Dalam orasi berjudul “Moderasi Indonesia dan Keindonesiaan Perspektif Sosiologi”, Haedar menyatakan Indonesia dalam kurun terakhir seakan berada dalam darurat radikal dan radikalisme.
“Radikalisme, khususnya terorisme menjadi isu dan agenda penanggulangan utama,” ungkap mantan Wakil Ketua PP IPM periode 1984-1986 itu.
Lebih lanjut ia menyebut, narasi waspada terhadap kaum jihadis, khilafah, wahabi, dan lain-lain disertai berbagai kebijakan deradikasasi, meluas di ruang publik.
Ditambahkan, isu tentang masjid, kampus, BUMN, majelis taklim, dan bahkan lembaga Pendidikan Usia Dini (PAUD) terpapar radikalisme, demikian kuat dan terbuka di ruang publik yang menimbulkan kontroversi nasional.
Menurut Haedar, jika konsep radikal dikaitkan dengan apa yang oleh Taspinar (2015) disebut “violent movements” (gerakan kekerasan) seperti dalam berbagai kasus bom teror, penyerangan fisik, dan segala aksi atau tindakan kekerasan di Indonesia, maka dapat dipahami sebagai pandangan dan kenyataan yang objektif.
“Radikalisme agama, termasuk di sebagian kecil kelompok umat Islam pun tentu merupakan fakta sosial yang nyata,” ungkapnya.

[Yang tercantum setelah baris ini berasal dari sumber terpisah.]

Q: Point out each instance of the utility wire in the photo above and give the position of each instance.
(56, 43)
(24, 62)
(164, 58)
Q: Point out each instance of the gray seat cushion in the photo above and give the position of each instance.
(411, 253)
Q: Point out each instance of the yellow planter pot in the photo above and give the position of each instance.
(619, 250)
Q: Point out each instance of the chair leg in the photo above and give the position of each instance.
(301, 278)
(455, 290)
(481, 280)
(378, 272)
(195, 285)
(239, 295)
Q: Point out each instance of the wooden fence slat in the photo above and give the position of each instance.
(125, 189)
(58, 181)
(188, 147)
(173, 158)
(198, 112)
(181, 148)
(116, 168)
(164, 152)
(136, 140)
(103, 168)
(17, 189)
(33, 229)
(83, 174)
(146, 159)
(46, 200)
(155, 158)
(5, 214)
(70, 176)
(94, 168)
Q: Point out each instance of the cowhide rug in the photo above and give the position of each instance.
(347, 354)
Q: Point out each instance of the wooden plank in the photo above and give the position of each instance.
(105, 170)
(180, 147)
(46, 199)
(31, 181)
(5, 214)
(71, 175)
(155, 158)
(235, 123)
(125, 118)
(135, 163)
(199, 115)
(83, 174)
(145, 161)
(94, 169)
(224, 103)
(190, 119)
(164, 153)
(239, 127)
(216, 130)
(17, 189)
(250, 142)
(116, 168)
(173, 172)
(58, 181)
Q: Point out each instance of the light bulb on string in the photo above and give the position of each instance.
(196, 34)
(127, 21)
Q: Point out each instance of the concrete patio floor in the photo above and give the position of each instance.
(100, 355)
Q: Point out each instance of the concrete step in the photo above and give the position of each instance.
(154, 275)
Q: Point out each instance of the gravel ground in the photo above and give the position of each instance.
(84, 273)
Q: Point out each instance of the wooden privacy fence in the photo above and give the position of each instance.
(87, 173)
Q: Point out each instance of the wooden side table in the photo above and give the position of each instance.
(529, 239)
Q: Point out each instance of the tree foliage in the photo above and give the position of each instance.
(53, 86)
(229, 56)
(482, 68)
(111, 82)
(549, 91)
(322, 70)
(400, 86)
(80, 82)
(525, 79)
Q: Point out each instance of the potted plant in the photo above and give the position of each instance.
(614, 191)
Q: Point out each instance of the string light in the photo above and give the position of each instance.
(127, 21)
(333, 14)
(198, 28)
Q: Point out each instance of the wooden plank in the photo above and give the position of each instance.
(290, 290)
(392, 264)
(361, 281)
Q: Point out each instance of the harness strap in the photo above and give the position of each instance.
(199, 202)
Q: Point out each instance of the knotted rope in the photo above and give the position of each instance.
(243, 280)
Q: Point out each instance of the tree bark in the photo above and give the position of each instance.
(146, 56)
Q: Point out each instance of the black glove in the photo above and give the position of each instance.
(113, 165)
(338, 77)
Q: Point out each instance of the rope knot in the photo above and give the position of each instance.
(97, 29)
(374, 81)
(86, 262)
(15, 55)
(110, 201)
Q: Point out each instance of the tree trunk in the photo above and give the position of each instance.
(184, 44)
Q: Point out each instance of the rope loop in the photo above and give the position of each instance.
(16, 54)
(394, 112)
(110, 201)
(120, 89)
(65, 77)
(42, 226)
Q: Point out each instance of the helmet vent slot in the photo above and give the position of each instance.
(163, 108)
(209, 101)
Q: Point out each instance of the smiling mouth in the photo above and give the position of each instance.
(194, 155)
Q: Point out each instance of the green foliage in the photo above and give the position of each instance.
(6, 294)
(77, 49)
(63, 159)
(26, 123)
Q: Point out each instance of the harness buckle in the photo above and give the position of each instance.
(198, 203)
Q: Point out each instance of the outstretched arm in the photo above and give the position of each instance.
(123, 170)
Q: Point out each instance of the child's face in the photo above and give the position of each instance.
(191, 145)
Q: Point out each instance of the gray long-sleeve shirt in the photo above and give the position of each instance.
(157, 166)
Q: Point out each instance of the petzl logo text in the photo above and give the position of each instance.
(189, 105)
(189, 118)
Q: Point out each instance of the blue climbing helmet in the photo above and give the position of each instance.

Dalam posisi demikian, imbuhnya, baik pemerintah maupun banyak komponen bangsa berkomitmen untuk bersama menolak segala bentuk paham dan tindakan radikal atau radikalisme yang bermuara pada kekerasan, makar, dan merusak kehidupan manusia dan lingkungannya yang Tuhan sendiri melarang tegas karena masuk tindakan “fasad fil-ardl” atau merusak di muka bumi.
Diakui, radikalisme agama memang terjadi dalam kehidupan, sebagaimana radikalisme lainnya di belahan bumi mana pun. “Stigma radikalisme Islam itu begitu kuat dan kadang bersentuhan dengan Islamophobia, yang akarnya kompleks.”
Bagi dia, konsep dan aspek tentang radikalisme baik dalam pemikiran maupun kenyataan itu sesungguhnya bersifat universal atau berlaku umum, apakah di tingkat global atau internasional maupun domestik di Indonesia. Peristiwa teror di Masjid Christchurch Selandia Baru yang menewaskan 49 orang di dunia internasional, tidak dilakukan orang Islam, bahkan sasarannya jamaah di masjid.
Demikian pula, menurut dia, kejadian di tanah air seperti pembakaran masjid di Tolikara, penyerangan kelompok bersenjata di Wamena yang menewaskan 33 korban jiwa dan ratusan luka-luka diiringi ribuan warga eksodus dari bumi Papua, pembunuhan 31 pekerja pembangunan jalan di Distrik Yigi-Nduga Papua, dan gerakan separatis yang mengancam keamanan rakyat dan negara.
“Semuanya menunjukkan fakta sosial tentang radikalisme, lebih khusus ekstremisme dan terorisme yang tidak sederhana dan bermuara pada satu golongan,” simpulnya.
Orasi Haedar mendapatkan apresiasi dari pelbagai pihak. Di antaranya, Ali Taher Parasong. “Beliau tekun dalam berbagai bidang, termasuk dalam pengembangan pemikiran tentang sosiologi agama Islam, terkait dengan inklusifitas dalam kehidupan sosial,” ujar Ketua Fraksi PAN MPR RI itu.
Sejak muda Haedar dikenal sebagai aktivis yang tekun membaca, dan menulis. “Beliau akademisi, sekaligus organisator yang moderat,” kesan Ketua PWM DKI Jakarta, KH Sun’an Miskan.
“Beliau konsisten mengawal ideologi Muhammadiyah,” kata rektor universitas Muhammadiyah Malang, Dr Fauzan. (*)
Kontributor Nadjib Hamid. Editor Mohammad Nurfatoni.